Powder energy booms by the billions
November 5, 2014
Other than making quite a dent in one’s wallet, navigating the world of supplements can be both confusing and frustrating for the average gym rat. Though confusing, supplements can provide substantial benefits and, according to Ian Naber, owner of AI Supplements, “fill in those gaps” of nutrition users are looking for.
“Everyone needs their own plan and program, supplement usage depends on an individual’s goals and can’t be generalized,” said Doug McConnaha, owner of Park Avenue Fitness and distributor for over 60 supplement companies.
According to the Centers for Disease Control and Prevention, more than half of US adults use dietary supplements on a daily basis and the growing need has metamorphosed itself into a $27 billion dollar industry.
Pre-Workout Supplements
Pre-workout supplements usually come in powder form and are used to provide a boost in energy and what is commonly known as “a pump.” Pre-workouts benefit anyone looking to increase energy as well as metabolism. But those looking to increase muscle mass may want to avoid pre-workouts that may result in weight loss and suppressed appetite.
Not all pre-workouts contain the same ingredients, but “there is one for everything and everyone,” said McConnaha.
Both McConnaha and Naber suggest cycling off every couple of months and not relying solely on a pre-workout to make it through.
Protein Powders
“I am a firm believer in protein supplements, nutrition is at least 75% of everything and diet comes first. Protein powders are a great way to get that protein that’s missing from your diet,” said McConnaha.
There are many different types of proteins powders, each with their own benefits and downfalls. The three most common protein types are whey, casein, and blends.
- Whey protein is a derivative of milk that is low in fat and carbohydrates, and it is perfect as a post-workout supplement due to it’s quick digestion and fast absorption rate to promote muscle growth. Therefore, it is not suggested as a meal replacement as it may not satiate for long.

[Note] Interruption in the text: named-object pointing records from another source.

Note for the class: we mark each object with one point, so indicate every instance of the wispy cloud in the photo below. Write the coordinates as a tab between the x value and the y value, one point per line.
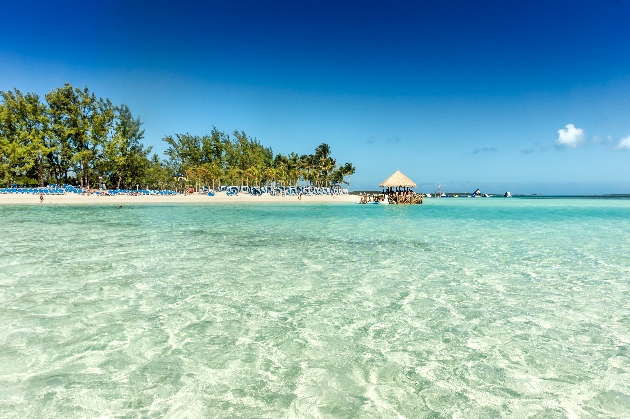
570	136
485	150
624	144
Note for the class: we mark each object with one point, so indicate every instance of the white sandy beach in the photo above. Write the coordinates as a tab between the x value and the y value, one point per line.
23	199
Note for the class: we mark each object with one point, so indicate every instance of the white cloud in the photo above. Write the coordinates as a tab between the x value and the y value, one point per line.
624	144
570	137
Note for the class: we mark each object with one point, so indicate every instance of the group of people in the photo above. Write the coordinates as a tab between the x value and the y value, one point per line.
392	197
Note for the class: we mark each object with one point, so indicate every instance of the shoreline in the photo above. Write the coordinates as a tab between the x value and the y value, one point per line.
219	198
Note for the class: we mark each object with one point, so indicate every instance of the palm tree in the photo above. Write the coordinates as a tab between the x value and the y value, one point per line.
348	170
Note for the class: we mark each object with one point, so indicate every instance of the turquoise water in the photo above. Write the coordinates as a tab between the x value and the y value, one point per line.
456	308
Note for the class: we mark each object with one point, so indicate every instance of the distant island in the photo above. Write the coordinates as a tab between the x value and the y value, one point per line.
75	138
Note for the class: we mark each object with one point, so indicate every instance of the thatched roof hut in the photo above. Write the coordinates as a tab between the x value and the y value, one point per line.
398	180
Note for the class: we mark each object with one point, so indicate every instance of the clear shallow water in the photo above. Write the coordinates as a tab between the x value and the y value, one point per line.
456	308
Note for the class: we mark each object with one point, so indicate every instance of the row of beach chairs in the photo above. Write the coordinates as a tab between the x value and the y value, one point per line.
277	191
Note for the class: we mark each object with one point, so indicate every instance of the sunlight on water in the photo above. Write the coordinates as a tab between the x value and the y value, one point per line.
466	308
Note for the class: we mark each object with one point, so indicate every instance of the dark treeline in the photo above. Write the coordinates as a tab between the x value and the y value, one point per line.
73	137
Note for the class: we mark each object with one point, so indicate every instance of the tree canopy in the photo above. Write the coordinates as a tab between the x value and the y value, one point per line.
73	136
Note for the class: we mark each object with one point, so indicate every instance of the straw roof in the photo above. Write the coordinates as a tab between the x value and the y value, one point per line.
398	179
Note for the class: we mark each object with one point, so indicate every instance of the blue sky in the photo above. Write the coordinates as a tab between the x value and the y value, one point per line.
527	96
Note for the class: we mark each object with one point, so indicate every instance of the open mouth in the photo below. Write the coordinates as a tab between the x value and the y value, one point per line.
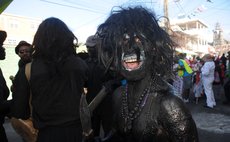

- Casein protein, also derived from milk, has a slow absorption rate which makes it a great meal replacement option. For those wanting to increase mass, it is suggested to drink casein protein before bed to leave the body in an anabolic state throughout the night.
- Protein blends are the best of both worlds: fast absorbing and long lasting. Blends can be consumed anytime throughout the day and also before bed.
Whatever protein one chooses, they should make sure it is a complete protein containing vitamins, amino acids and BCAAs (branched amino acids).
Post-Workout or Recovery Supplements
After a grueling workout muscles are fatigued and in need of recovery. Anyone experiencing muscle fatigue, soreness or looking for a quicker recovery can benefit from post-workout supplements. The two most commonly used are BCAAs and Amino Acids.
- BCAAs are high in Leucine and aid in muscle repair, build and recovery.
- Amino acid supplements can be consumed throughout the day and promote muscle synthesis and recovery.
“I like to drink amino acids throughout the day, just to keep my metabolism going,” said McConnaha.
In their entirety, supplements can be a great addition to an already active and healthy lifestyle. Specific supplement regimens are different for each individual and vary based on physical activity, goals and body type.
“Do your own research, don’t rely solely on anyone because most people aren’t experts,” suggested Naber.
Doing research before stepping into the nearest GNC or Complete Nutrition is the best way to benefit from the billion dollar industry and avoid potential persuasion.